President Ferdinand Marcos Jr. signed Republic Act 12252 on Sept. 3 that extended the shorter 50-year lease and renewable for 25 years for foreigners, and tightened oversight of contracts.
“It is hereby declared the policy of the State to encourage foreign investments consistent with the constitutional mandate to conserve and develop our own patrimony,” the law stated.
The measure authorizes leases of private lands for industries such as factories, agro-industrial enterprises, commercial developments, tourism, agriculture and ecological conservation. To support these ventures, the law outlines what it calls a “flexible and dynamic policy on the granting of long-term leases on private lands to foreign investors.”
Foreign businesses have always raised the constitutional limit to land ownership as a disincentive to foreign investments. While foreigners cannot still own land, the new law intends to offer a level of security and predictability for major investments.
Stricter conditions
While the new law has extended the term, the president may still impose a shorter lease period “for investors engaged in vital services or industries considered as critical infrastructure, in the interest of national security or pursuant to government-identified priorities.”

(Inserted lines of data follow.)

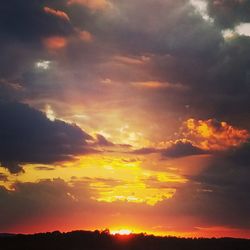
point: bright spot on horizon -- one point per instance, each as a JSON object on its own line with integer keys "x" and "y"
{"x": 50, "y": 113}
{"x": 43, "y": 64}
{"x": 243, "y": 29}
{"x": 121, "y": 232}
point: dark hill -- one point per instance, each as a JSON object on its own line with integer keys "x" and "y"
{"x": 85, "y": 240}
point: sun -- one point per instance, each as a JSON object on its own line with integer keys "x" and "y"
{"x": 121, "y": 232}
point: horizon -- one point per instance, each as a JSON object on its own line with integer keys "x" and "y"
{"x": 132, "y": 115}
{"x": 126, "y": 234}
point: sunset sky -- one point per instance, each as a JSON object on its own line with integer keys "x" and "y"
{"x": 125, "y": 114}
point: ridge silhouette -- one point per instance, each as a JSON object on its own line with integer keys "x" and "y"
{"x": 103, "y": 240}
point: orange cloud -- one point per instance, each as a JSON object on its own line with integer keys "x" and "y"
{"x": 158, "y": 85}
{"x": 213, "y": 135}
{"x": 57, "y": 13}
{"x": 85, "y": 36}
{"x": 91, "y": 4}
{"x": 55, "y": 42}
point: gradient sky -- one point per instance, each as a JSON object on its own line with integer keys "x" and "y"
{"x": 125, "y": 114}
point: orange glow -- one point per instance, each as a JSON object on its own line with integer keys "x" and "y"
{"x": 121, "y": 232}
{"x": 85, "y": 36}
{"x": 158, "y": 85}
{"x": 55, "y": 42}
{"x": 57, "y": 13}
{"x": 213, "y": 135}
{"x": 91, "y": 4}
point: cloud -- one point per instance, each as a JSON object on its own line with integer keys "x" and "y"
{"x": 55, "y": 42}
{"x": 28, "y": 136}
{"x": 102, "y": 141}
{"x": 182, "y": 148}
{"x": 214, "y": 135}
{"x": 91, "y": 4}
{"x": 57, "y": 13}
{"x": 3, "y": 177}
{"x": 229, "y": 13}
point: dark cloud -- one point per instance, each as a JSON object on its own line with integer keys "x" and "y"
{"x": 228, "y": 13}
{"x": 28, "y": 136}
{"x": 29, "y": 200}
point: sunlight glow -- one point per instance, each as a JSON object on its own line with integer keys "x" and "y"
{"x": 122, "y": 232}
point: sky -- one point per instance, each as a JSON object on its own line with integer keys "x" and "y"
{"x": 125, "y": 114}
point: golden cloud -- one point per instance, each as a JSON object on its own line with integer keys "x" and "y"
{"x": 91, "y": 4}
{"x": 214, "y": 135}
{"x": 55, "y": 42}
{"x": 57, "y": 13}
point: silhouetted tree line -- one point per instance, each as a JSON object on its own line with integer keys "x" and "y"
{"x": 85, "y": 240}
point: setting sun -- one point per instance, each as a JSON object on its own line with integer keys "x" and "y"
{"x": 121, "y": 232}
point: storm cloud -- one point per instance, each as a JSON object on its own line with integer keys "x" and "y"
{"x": 28, "y": 136}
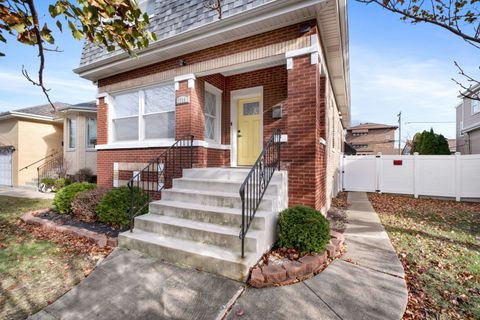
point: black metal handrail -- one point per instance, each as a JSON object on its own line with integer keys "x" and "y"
{"x": 47, "y": 157}
{"x": 148, "y": 183}
{"x": 50, "y": 169}
{"x": 257, "y": 181}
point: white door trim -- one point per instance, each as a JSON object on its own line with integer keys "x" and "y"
{"x": 234, "y": 97}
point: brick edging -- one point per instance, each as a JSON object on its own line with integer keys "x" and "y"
{"x": 99, "y": 238}
{"x": 295, "y": 271}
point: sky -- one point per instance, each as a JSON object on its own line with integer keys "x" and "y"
{"x": 394, "y": 66}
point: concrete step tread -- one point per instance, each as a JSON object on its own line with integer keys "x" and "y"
{"x": 207, "y": 208}
{"x": 191, "y": 247}
{"x": 229, "y": 181}
{"x": 197, "y": 225}
{"x": 211, "y": 193}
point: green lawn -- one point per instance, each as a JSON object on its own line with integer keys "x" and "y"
{"x": 35, "y": 269}
{"x": 438, "y": 243}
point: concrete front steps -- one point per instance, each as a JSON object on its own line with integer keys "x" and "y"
{"x": 197, "y": 222}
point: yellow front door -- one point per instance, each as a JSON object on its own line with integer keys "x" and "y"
{"x": 249, "y": 131}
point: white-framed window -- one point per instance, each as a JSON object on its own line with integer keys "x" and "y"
{"x": 144, "y": 114}
{"x": 71, "y": 133}
{"x": 475, "y": 106}
{"x": 213, "y": 107}
{"x": 91, "y": 124}
{"x": 147, "y": 6}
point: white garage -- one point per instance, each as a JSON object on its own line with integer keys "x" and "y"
{"x": 6, "y": 166}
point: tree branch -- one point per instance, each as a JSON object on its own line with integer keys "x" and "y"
{"x": 41, "y": 55}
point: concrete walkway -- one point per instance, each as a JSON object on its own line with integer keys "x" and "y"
{"x": 367, "y": 283}
{"x": 25, "y": 193}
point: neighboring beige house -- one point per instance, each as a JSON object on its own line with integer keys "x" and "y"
{"x": 28, "y": 138}
{"x": 80, "y": 136}
{"x": 468, "y": 125}
{"x": 372, "y": 138}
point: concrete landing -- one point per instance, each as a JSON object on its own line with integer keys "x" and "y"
{"x": 130, "y": 285}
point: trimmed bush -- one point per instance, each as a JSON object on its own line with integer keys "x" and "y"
{"x": 62, "y": 183}
{"x": 84, "y": 175}
{"x": 115, "y": 205}
{"x": 64, "y": 197}
{"x": 48, "y": 182}
{"x": 84, "y": 205}
{"x": 304, "y": 229}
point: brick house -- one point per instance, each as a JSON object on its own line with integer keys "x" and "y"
{"x": 230, "y": 83}
{"x": 372, "y": 138}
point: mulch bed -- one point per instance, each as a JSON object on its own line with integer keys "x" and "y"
{"x": 287, "y": 266}
{"x": 48, "y": 220}
{"x": 67, "y": 220}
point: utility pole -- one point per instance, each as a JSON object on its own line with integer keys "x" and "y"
{"x": 399, "y": 115}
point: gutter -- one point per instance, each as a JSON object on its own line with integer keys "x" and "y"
{"x": 262, "y": 12}
{"x": 13, "y": 114}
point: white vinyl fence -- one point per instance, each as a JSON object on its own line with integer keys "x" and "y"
{"x": 456, "y": 176}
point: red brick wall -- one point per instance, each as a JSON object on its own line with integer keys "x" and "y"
{"x": 253, "y": 42}
{"x": 303, "y": 155}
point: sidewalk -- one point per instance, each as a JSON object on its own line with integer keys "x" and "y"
{"x": 367, "y": 283}
{"x": 25, "y": 193}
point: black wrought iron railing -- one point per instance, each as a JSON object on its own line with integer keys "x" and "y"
{"x": 257, "y": 181}
{"x": 53, "y": 168}
{"x": 147, "y": 184}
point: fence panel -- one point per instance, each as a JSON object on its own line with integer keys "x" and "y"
{"x": 454, "y": 176}
{"x": 359, "y": 173}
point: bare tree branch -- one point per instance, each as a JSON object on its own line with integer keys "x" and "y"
{"x": 214, "y": 5}
{"x": 472, "y": 91}
{"x": 41, "y": 54}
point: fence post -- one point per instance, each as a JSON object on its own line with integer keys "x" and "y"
{"x": 378, "y": 172}
{"x": 458, "y": 173}
{"x": 416, "y": 174}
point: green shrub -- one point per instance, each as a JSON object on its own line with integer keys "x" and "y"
{"x": 115, "y": 205}
{"x": 49, "y": 182}
{"x": 62, "y": 183}
{"x": 304, "y": 229}
{"x": 64, "y": 197}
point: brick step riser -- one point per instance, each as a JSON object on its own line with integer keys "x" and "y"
{"x": 231, "y": 242}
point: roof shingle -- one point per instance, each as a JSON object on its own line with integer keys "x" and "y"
{"x": 171, "y": 18}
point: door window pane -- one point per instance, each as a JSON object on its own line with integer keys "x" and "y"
{"x": 251, "y": 108}
{"x": 126, "y": 129}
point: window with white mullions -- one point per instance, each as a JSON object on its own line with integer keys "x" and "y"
{"x": 72, "y": 133}
{"x": 91, "y": 132}
{"x": 145, "y": 114}
{"x": 212, "y": 102}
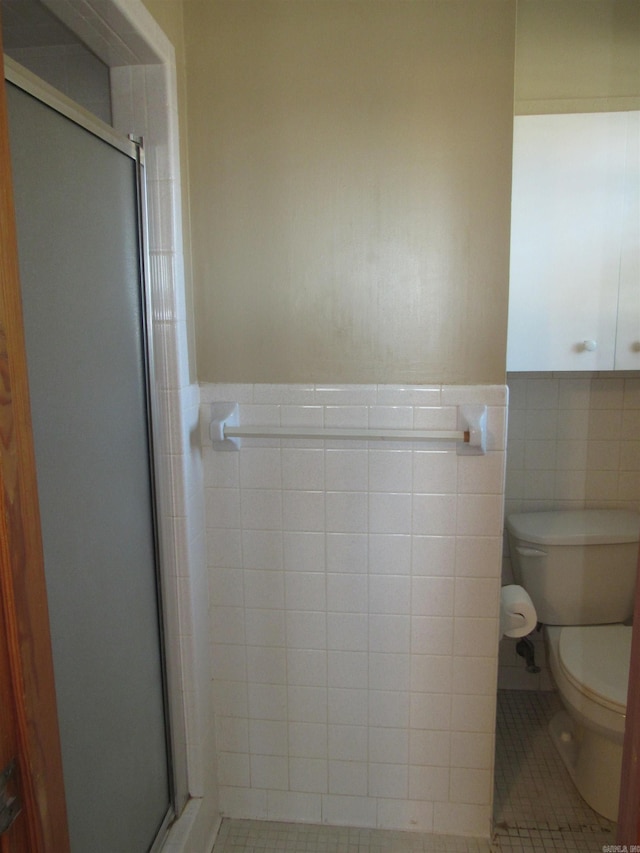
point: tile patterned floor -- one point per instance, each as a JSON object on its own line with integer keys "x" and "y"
{"x": 536, "y": 805}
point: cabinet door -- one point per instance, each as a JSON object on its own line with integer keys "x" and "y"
{"x": 628, "y": 337}
{"x": 567, "y": 207}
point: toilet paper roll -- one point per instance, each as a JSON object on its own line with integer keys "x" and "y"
{"x": 517, "y": 614}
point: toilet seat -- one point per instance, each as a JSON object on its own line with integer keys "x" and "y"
{"x": 595, "y": 660}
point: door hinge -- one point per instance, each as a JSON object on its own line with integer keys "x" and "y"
{"x": 10, "y": 806}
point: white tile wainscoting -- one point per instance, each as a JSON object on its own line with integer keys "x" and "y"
{"x": 354, "y": 598}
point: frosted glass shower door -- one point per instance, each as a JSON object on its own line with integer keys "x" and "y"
{"x": 77, "y": 220}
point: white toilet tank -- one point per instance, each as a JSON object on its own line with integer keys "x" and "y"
{"x": 578, "y": 566}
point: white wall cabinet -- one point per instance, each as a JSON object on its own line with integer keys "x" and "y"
{"x": 574, "y": 300}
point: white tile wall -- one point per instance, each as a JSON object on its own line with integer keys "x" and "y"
{"x": 355, "y": 591}
{"x": 573, "y": 442}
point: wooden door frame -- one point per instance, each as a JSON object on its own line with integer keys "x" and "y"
{"x": 25, "y": 641}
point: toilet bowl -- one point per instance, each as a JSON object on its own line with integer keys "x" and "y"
{"x": 590, "y": 666}
{"x": 579, "y": 567}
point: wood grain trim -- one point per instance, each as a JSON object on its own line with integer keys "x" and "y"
{"x": 22, "y": 581}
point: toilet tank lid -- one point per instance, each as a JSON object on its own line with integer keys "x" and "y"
{"x": 576, "y": 527}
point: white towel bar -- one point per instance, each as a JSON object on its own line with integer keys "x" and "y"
{"x": 470, "y": 438}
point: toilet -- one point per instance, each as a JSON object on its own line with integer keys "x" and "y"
{"x": 579, "y": 568}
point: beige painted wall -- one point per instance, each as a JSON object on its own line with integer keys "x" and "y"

The law requires that the land area leased be proportional to the approved investment and used only for its registered purpose.
Investors must also show proof of registration under the Foreign Investments Act or other applicable laws before contracts can be approved.
Leases may be terminated if investors withdraw or fail to implement projects within a reasonable time. Contracts must also include provisions allowing cancellation in case of a change in project purpose.
The law set a penal clause: violations such as misuse of land or exceeding lease limits will render contracts void and could bring fines of up to P10 million, prison terms of six months to six years, or both.
It authorized the Board of Investments and other promotion agencies to monitor compliance and require explanations from firms whose projects stall.
The Department of Trade and Industry, in tandem with the Land Registration Authority, will issue implementing rules within 90 days.